By the following week there was still no word from him, and Eleonora began to worry. She telephoned his twin brother in Connecticut. He telephoned his parents in Michigan. They were retired and had plenty of time to watch the news on television. For two weeks the footage flown back nightly from Berlin of Soviet tanks back in the city they had “liberated” sixteen years earlier and of families jumping from the windows on Bernauer Strasse to escape them had been harrowing enough even for parents without sons caught up in the chaos. Now their son seemed to be lost in it.
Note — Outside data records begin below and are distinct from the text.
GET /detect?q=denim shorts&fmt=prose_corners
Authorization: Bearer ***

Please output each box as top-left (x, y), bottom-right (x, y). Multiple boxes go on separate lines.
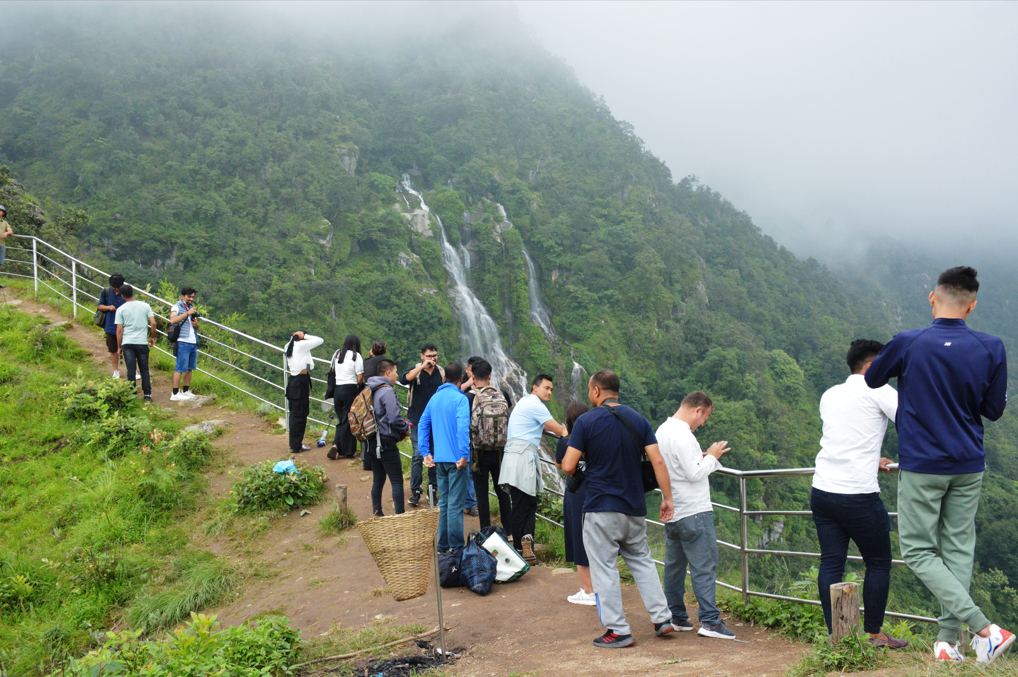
top-left (174, 341), bottom-right (197, 372)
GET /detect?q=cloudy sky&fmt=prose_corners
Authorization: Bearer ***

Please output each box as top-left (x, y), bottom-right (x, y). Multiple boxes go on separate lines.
top-left (516, 1), bottom-right (1018, 262)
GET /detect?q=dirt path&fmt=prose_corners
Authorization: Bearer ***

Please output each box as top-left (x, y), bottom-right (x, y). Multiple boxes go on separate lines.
top-left (6, 287), bottom-right (813, 677)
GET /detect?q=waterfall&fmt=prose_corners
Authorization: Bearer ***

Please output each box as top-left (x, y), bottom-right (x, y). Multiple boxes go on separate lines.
top-left (522, 250), bottom-right (557, 341)
top-left (400, 176), bottom-right (529, 401)
top-left (570, 361), bottom-right (588, 402)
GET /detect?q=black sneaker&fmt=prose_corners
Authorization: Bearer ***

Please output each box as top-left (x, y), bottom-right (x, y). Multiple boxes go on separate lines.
top-left (326, 446), bottom-right (339, 460)
top-left (143, 395), bottom-right (152, 403)
top-left (655, 621), bottom-right (675, 637)
top-left (672, 619), bottom-right (694, 632)
top-left (698, 621), bottom-right (736, 640)
top-left (408, 491), bottom-right (421, 507)
top-left (593, 630), bottom-right (635, 648)
top-left (464, 506), bottom-right (479, 517)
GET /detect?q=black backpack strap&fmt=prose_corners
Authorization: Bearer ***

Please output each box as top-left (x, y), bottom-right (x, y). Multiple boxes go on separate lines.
top-left (601, 403), bottom-right (647, 459)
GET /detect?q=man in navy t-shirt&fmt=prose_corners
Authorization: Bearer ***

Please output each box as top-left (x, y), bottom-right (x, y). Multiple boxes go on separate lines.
top-left (561, 370), bottom-right (675, 649)
top-left (97, 274), bottom-right (127, 378)
top-left (866, 266), bottom-right (1012, 664)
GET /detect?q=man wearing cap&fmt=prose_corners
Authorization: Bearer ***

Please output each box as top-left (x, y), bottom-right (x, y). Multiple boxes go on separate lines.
top-left (0, 205), bottom-right (12, 288)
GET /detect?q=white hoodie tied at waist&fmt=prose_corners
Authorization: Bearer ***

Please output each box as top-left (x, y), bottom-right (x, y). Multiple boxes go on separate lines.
top-left (499, 438), bottom-right (543, 496)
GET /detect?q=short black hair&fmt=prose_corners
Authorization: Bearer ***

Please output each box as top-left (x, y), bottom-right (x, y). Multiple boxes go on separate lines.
top-left (532, 374), bottom-right (553, 389)
top-left (444, 362), bottom-right (464, 385)
top-left (467, 356), bottom-right (482, 367)
top-left (681, 391), bottom-right (713, 410)
top-left (421, 343), bottom-right (438, 355)
top-left (472, 359), bottom-right (492, 381)
top-left (120, 284), bottom-right (135, 299)
top-left (846, 339), bottom-right (885, 373)
top-left (180, 286), bottom-right (196, 297)
top-left (109, 274), bottom-right (125, 288)
top-left (937, 266), bottom-right (979, 298)
top-left (377, 358), bottom-right (397, 376)
top-left (589, 370), bottom-right (620, 394)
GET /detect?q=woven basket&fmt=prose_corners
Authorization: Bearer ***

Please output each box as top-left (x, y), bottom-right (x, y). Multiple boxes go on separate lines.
top-left (357, 510), bottom-right (440, 601)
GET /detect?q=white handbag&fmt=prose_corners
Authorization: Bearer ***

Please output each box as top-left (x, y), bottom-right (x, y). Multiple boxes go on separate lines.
top-left (481, 531), bottom-right (530, 583)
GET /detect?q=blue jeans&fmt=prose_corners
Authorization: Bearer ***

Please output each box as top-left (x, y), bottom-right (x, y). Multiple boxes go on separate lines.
top-left (663, 511), bottom-right (720, 625)
top-left (810, 487), bottom-right (892, 634)
top-left (409, 423), bottom-right (437, 497)
top-left (435, 462), bottom-right (469, 551)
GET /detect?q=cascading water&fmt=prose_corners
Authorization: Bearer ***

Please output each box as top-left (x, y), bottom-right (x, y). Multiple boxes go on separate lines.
top-left (400, 176), bottom-right (529, 401)
top-left (522, 250), bottom-right (557, 341)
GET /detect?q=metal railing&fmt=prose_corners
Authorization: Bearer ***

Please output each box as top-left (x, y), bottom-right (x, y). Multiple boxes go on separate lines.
top-left (2, 234), bottom-right (936, 626)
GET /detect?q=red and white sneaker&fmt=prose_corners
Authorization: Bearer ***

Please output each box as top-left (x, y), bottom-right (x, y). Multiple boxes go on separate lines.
top-left (934, 641), bottom-right (965, 662)
top-left (971, 625), bottom-right (1015, 664)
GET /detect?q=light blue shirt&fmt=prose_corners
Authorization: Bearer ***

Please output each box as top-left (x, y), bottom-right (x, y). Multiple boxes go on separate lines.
top-left (506, 393), bottom-right (554, 448)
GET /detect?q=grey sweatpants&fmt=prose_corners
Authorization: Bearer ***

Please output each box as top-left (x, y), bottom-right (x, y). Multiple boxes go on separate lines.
top-left (583, 511), bottom-right (670, 635)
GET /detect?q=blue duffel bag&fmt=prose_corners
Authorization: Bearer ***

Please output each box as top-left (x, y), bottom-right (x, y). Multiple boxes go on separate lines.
top-left (459, 531), bottom-right (498, 595)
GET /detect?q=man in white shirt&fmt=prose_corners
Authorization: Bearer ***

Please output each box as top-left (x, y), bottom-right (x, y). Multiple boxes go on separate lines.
top-left (811, 339), bottom-right (907, 649)
top-left (657, 391), bottom-right (734, 639)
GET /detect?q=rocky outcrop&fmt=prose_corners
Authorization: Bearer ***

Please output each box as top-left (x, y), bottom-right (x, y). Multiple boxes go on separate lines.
top-left (403, 210), bottom-right (433, 238)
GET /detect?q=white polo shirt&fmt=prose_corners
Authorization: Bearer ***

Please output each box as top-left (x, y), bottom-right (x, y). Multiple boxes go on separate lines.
top-left (813, 374), bottom-right (898, 495)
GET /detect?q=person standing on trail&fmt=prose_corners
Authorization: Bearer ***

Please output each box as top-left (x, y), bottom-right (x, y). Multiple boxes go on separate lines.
top-left (456, 355), bottom-right (482, 519)
top-left (399, 343), bottom-right (444, 506)
top-left (327, 334), bottom-right (364, 460)
top-left (419, 363), bottom-right (471, 552)
top-left (866, 266), bottom-right (1011, 664)
top-left (367, 359), bottom-right (410, 516)
top-left (97, 274), bottom-right (127, 379)
top-left (169, 287), bottom-right (200, 402)
top-left (555, 401), bottom-right (593, 606)
top-left (811, 340), bottom-right (907, 649)
top-left (657, 391), bottom-right (736, 640)
top-left (362, 341), bottom-right (388, 380)
top-left (284, 330), bottom-right (323, 454)
top-left (468, 359), bottom-right (511, 533)
top-left (561, 370), bottom-right (675, 649)
top-left (0, 205), bottom-right (12, 288)
top-left (500, 374), bottom-right (568, 565)
top-left (114, 284), bottom-right (156, 403)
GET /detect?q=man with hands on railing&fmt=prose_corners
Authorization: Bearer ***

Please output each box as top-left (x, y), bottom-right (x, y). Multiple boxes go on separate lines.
top-left (0, 205), bottom-right (11, 288)
top-left (169, 287), bottom-right (200, 402)
top-left (657, 391), bottom-right (736, 640)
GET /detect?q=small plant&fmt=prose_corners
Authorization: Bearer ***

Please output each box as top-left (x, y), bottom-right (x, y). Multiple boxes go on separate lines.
top-left (788, 633), bottom-right (884, 677)
top-left (65, 546), bottom-right (121, 589)
top-left (0, 574), bottom-right (35, 611)
top-left (167, 430), bottom-right (215, 471)
top-left (720, 594), bottom-right (827, 642)
top-left (232, 460), bottom-right (328, 513)
top-left (79, 413), bottom-right (153, 458)
top-left (127, 560), bottom-right (235, 632)
top-left (319, 503), bottom-right (358, 535)
top-left (61, 374), bottom-right (139, 420)
top-left (0, 360), bottom-right (23, 385)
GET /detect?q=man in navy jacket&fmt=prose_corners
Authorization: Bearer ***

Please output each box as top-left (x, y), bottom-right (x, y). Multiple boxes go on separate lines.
top-left (866, 266), bottom-right (1012, 664)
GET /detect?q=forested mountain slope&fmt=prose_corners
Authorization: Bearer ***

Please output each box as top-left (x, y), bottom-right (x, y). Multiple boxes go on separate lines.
top-left (1, 3), bottom-right (1015, 624)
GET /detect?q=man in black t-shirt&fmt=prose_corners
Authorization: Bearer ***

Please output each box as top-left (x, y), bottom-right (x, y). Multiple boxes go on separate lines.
top-left (562, 370), bottom-right (674, 649)
top-left (399, 343), bottom-right (445, 506)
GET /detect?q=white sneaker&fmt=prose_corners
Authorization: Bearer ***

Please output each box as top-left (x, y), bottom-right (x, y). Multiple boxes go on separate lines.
top-left (567, 589), bottom-right (597, 606)
top-left (112, 370), bottom-right (120, 379)
top-left (934, 641), bottom-right (966, 662)
top-left (182, 391), bottom-right (195, 399)
top-left (170, 393), bottom-right (187, 402)
top-left (136, 371), bottom-right (142, 380)
top-left (971, 625), bottom-right (1015, 664)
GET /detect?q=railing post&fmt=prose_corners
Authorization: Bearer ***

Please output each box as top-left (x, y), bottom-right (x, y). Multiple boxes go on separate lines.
top-left (740, 476), bottom-right (749, 603)
top-left (283, 354), bottom-right (289, 432)
top-left (32, 238), bottom-right (38, 294)
top-left (71, 260), bottom-right (77, 319)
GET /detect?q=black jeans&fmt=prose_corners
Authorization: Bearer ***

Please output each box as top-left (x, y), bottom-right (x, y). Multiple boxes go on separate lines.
top-left (286, 373), bottom-right (311, 452)
top-left (509, 486), bottom-right (537, 551)
top-left (121, 344), bottom-right (151, 396)
top-left (368, 437), bottom-right (405, 516)
top-left (810, 487), bottom-right (893, 634)
top-left (473, 450), bottom-right (511, 532)
top-left (332, 384), bottom-right (360, 457)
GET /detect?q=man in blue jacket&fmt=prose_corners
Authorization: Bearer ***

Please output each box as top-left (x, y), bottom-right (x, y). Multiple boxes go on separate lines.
top-left (866, 266), bottom-right (1011, 664)
top-left (419, 363), bottom-right (471, 552)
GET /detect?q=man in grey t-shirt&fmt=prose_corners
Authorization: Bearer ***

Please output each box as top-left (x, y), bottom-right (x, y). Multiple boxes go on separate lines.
top-left (114, 284), bottom-right (156, 402)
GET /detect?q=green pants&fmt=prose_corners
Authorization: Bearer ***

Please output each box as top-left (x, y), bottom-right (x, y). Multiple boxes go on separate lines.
top-left (898, 470), bottom-right (990, 643)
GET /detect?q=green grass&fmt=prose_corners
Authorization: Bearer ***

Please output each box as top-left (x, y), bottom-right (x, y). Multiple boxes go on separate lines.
top-left (319, 503), bottom-right (359, 536)
top-left (787, 634), bottom-right (884, 677)
top-left (126, 557), bottom-right (236, 632)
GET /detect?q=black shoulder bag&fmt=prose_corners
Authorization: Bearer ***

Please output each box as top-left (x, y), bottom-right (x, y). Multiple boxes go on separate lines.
top-left (325, 350), bottom-right (341, 401)
top-left (601, 401), bottom-right (659, 493)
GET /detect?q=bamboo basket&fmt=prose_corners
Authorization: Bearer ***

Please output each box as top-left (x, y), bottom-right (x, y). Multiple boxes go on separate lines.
top-left (357, 510), bottom-right (440, 601)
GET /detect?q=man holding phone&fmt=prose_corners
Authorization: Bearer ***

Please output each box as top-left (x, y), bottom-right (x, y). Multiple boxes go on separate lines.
top-left (400, 343), bottom-right (444, 506)
top-left (169, 286), bottom-right (200, 402)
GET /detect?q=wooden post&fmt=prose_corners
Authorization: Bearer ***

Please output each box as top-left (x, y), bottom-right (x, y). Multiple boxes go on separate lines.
top-left (830, 582), bottom-right (861, 642)
top-left (334, 483), bottom-right (348, 510)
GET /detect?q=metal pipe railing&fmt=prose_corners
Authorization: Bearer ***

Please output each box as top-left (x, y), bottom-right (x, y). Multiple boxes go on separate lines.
top-left (3, 233), bottom-right (937, 626)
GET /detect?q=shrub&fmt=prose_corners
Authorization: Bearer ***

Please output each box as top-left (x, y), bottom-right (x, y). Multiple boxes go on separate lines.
top-left (135, 464), bottom-right (188, 513)
top-left (319, 503), bottom-right (358, 536)
top-left (79, 413), bottom-right (153, 458)
top-left (69, 613), bottom-right (300, 676)
top-left (788, 634), bottom-right (884, 677)
top-left (127, 560), bottom-right (235, 632)
top-left (0, 360), bottom-right (23, 385)
top-left (719, 595), bottom-right (827, 642)
top-left (62, 375), bottom-right (139, 420)
top-left (166, 430), bottom-right (215, 471)
top-left (65, 546), bottom-right (121, 590)
top-left (232, 460), bottom-right (328, 513)
top-left (0, 573), bottom-right (35, 611)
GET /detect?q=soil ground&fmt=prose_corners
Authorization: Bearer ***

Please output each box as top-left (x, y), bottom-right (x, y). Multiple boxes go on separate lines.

“My father was a very take-charge sort of person,” Pryor remembers. It was true, as the Stasi suspected, that Millard H. Pryor was acquainted with Robert McNamara, the defense secretary, since they had homes in the same neighborhood in Ann Arbor. He was also friendly with another neighbor, a Professor William Haber of the University of Michigan, who in turn was an old wartime comrade of the great Lucius Clay, Kennedy’s crisis manager in West Berlin. But, his son insisted, “he was not the kind of person who would leave it to the authorities to get me out of prison.”
What Pry
or senior did instead was book tickets for himself and his wife to West Berlin. He was well-to-do after a long and successful career in business, interrupted only by a spell as a navy commander in the Pacific. His sons were—more or less—through college. If he could only get Fred out of this mess, they would both be fending for themselves. He had money. If this is what it turned out to be for, then he would spend it. On arrival, Millard and Mary Pryor checked into the Kempinski.
Their first call was to the U.S. mission on Clay Allee, a low-rise complex of gray office buildings on a boulevard named after the most powerful man inside them. Considering their contacts, the Pryors did not get much help—just a short list of lawyers licensed to practice on both sides of the wall. Vogel’s name was second on the list. They called him and met with him several times in September. If there was a cultural chasm between them, Vogel bridged it effortlessly. He impressed Mary Pryor in particular with his expressions of religious faith; his claim to suffer ulcers because of his devotion to his clients; and his willingness to believe her son was not, in fact, a spy. The Pryors hired him.
It was a first step, but a first step into a morass. For all his apparently good intentions, Vogel was only a go-between, and he was hard to get to. His office was deep into East Berlin along an S-Bahn line that, since August, had been accessible only by braving a cordon of stone-faced Vopos in the Friedrichstrasse station.
They would let the Pryors in, but there was no guarantee that they would let them out. Outside the Eastern Bloc, East Germany was a pariah state that was ready to demand official recognition by taking hostages and forcing foreign governments to negotiate for their release. That was one reason it was holding on to their son. It was also the reason, all diplomatic niceties apart, that the U.S. mission could do so little for them.